4. Work an Aisle: Just because a vendor has found an aisle doesn’t mean that hands will start popping up all over the place. Too many vendors operate with the notion that fans are intent on looking for vendors. They are mistaken: the fans are intent on watching the game to such an extent they often don’t even notice the vendor right in front of their face. A successful vendor will milk that aisle, saturating it with fresh beers until it is dripping with foam. First, it is necessary to attract the attention of everyone in the aisle. Wait, every single person, you ask? Yes. The only way to boost sales is to be sure that every fan within earshot knows the beer man has arrived. A booming voice and good projection is necessary to make one’s presence felt.

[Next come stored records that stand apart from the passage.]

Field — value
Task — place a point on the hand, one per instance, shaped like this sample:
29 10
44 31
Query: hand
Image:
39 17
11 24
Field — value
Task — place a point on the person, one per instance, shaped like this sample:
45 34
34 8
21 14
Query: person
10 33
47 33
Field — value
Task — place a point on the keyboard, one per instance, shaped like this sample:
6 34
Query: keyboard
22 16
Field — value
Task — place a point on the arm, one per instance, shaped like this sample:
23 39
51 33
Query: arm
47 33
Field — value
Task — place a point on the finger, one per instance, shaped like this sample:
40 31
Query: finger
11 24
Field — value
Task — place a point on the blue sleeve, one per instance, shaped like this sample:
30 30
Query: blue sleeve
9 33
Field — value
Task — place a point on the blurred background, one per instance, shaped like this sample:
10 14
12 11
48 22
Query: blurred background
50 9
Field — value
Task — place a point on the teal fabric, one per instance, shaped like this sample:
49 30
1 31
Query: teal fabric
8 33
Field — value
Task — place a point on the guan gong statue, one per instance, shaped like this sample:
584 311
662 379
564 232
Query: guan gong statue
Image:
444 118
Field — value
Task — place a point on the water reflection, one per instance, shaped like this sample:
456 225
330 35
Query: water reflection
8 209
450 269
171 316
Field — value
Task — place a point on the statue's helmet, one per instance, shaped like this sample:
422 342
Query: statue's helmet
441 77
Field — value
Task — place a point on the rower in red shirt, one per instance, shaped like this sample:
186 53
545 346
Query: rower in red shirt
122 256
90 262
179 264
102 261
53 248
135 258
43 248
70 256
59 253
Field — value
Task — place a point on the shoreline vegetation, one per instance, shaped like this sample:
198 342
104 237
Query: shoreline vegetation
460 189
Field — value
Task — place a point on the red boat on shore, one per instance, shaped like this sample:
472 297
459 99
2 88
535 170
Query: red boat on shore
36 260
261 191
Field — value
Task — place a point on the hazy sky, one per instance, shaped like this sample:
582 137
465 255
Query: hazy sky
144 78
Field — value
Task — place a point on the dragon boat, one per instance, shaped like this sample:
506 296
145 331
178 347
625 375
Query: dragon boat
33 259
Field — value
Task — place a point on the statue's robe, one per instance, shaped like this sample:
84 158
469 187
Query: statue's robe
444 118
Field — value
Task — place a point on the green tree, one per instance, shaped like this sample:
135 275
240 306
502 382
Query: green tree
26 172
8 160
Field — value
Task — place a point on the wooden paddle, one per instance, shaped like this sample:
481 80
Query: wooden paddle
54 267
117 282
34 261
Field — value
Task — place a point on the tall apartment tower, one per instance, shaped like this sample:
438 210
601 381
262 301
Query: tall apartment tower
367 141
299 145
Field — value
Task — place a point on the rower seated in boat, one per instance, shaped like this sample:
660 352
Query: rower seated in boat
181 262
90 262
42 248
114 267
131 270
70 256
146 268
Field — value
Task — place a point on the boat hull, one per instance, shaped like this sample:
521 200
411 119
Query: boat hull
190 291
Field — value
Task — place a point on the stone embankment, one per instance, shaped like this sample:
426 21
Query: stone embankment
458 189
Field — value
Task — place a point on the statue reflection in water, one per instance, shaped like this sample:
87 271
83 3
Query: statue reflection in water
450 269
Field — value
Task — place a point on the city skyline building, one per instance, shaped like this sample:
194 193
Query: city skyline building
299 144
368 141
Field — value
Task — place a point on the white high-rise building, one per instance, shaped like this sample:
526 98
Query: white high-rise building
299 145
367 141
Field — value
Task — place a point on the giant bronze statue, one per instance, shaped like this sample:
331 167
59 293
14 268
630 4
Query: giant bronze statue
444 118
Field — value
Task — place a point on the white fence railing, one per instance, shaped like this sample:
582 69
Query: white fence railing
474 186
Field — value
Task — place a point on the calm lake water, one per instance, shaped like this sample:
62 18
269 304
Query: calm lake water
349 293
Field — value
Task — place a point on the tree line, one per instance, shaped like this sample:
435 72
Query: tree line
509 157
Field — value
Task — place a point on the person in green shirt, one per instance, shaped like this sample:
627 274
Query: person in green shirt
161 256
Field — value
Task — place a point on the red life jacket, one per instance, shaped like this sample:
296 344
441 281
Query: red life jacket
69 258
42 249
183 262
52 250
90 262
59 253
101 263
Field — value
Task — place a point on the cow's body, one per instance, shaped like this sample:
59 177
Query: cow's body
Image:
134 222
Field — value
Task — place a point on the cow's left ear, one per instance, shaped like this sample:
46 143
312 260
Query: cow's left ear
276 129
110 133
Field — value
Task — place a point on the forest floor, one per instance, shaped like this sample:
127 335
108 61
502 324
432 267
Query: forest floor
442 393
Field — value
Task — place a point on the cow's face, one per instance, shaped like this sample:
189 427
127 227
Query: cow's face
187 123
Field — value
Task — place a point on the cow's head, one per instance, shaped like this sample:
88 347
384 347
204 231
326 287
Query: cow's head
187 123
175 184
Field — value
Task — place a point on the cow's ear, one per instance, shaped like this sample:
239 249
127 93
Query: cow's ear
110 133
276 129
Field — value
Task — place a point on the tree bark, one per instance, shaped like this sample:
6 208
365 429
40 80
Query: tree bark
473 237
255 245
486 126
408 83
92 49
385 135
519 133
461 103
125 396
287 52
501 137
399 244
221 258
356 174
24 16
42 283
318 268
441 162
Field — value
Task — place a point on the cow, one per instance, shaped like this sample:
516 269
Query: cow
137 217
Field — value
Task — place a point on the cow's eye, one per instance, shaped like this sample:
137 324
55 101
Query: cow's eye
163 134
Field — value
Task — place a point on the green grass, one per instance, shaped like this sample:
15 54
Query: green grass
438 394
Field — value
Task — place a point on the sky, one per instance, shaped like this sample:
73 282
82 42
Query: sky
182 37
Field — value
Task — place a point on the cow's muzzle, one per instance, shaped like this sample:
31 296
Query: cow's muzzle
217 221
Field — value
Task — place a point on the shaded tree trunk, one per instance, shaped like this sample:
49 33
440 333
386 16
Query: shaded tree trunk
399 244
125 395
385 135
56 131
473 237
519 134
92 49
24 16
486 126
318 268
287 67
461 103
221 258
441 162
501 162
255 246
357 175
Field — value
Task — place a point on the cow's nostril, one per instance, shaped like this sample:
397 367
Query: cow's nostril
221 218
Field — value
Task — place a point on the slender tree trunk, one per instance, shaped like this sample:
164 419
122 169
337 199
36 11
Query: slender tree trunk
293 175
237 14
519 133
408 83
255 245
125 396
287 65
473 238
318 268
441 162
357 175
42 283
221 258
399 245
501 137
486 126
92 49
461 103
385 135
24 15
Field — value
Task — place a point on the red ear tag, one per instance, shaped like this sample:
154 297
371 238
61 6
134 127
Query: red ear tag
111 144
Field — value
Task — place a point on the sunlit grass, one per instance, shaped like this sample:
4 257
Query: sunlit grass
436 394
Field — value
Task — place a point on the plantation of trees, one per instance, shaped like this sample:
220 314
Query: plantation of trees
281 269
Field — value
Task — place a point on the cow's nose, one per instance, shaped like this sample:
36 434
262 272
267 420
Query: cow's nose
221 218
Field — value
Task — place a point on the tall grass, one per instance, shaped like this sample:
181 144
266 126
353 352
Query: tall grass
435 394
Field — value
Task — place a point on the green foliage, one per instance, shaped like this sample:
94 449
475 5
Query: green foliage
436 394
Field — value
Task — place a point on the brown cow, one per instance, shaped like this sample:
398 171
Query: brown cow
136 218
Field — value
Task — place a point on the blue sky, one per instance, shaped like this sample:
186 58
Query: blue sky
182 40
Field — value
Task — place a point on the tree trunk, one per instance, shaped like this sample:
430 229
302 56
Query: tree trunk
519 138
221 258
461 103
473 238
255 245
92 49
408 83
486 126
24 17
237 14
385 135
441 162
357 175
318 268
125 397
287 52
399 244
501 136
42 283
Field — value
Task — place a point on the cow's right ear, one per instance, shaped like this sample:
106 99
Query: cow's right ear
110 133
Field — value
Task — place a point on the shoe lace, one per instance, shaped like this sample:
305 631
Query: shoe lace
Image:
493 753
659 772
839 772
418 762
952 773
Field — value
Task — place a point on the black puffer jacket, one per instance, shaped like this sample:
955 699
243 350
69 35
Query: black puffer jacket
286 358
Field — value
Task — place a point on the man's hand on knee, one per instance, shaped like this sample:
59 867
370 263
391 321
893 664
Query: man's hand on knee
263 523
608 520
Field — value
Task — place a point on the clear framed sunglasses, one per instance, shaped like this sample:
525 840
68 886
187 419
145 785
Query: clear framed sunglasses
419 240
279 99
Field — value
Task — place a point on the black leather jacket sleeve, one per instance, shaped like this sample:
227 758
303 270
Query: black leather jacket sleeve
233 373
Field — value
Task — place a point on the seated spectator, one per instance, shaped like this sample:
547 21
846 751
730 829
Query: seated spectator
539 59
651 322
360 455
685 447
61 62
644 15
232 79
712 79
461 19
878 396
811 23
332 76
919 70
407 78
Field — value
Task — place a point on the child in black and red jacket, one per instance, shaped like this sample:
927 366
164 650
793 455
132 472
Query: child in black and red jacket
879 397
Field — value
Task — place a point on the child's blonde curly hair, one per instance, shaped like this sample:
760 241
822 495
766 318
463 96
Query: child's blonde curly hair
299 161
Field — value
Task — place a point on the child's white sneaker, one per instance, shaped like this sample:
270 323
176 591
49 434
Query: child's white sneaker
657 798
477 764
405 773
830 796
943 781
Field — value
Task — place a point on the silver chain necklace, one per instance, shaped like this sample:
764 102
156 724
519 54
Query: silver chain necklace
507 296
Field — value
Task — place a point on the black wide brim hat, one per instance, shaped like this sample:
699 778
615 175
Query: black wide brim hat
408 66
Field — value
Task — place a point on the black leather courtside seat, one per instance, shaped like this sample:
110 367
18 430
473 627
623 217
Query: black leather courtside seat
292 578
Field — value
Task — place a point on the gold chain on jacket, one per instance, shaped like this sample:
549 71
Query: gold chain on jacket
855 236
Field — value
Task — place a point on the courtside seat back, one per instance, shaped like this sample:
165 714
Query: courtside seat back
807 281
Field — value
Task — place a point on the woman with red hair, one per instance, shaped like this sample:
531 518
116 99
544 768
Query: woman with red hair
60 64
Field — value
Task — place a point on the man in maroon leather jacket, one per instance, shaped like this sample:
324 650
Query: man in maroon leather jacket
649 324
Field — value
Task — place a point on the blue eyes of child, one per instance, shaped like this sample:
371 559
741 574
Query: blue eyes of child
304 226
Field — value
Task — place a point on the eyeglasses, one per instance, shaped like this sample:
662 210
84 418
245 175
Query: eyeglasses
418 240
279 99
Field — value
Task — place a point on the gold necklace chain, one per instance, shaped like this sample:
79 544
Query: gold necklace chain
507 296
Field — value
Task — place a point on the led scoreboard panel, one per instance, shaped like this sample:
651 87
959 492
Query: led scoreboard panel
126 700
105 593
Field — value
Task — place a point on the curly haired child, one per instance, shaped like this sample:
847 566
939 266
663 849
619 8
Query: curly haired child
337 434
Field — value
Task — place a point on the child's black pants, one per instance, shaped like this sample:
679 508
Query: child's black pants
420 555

But an oral announcement is not enough – a vendor must also visibly present the product as well, which is why I recommend holding an empty can high in the air so that it enters people’s field of vision. Any marketer will confirm that one of the secrets of advertising lies in the connection between people’s visual stimulation and their impulse of making a purchase, especially with an item such as beer. In 2006, Miller Brewery switched the beer vended at US Cellular from cans to bottles. Though fans erroneously assume this was done to make the vendor’s job easier, the real justification is purely financial. In terms of product placement, having 25,000 beer drinkers holding plastic Miller Lite bottles instead of generic plastic cups is a marketer’s wet dream.
Amateur vendors look at an aisle and hope to sell a few cans as they “pass on through.” On the other hand, I advise vendors to approach every aisle as an opportunity to create momentum and sell an entire case. The first step is announcing one’s presence in the aisle, which requires holding up the can, displaying it to the fans on the left and right side so everyone can see it. With a booming yell, I make sure people feel my presence. It is optimal to sell a beer or two at the entrance to each aisle (especially if coming from the bottom) so that people can see the exchange taking place. Another aspect of fan psychology is recognizing the fact that many fans, though they may be towards the bottom of their cup and will order another if faced with the decision, are not actively seeking out a beer vendor. But once they see a beer guy a few rows below them executing an expert pour with a smile on his face, they ask one another, “You ready for another one?” By the time I have ascended to their row, they are ready to initiate a sale. If I had merely cruised through their aisle though, they wouldn’t have even noticed me enough to decide on another brew.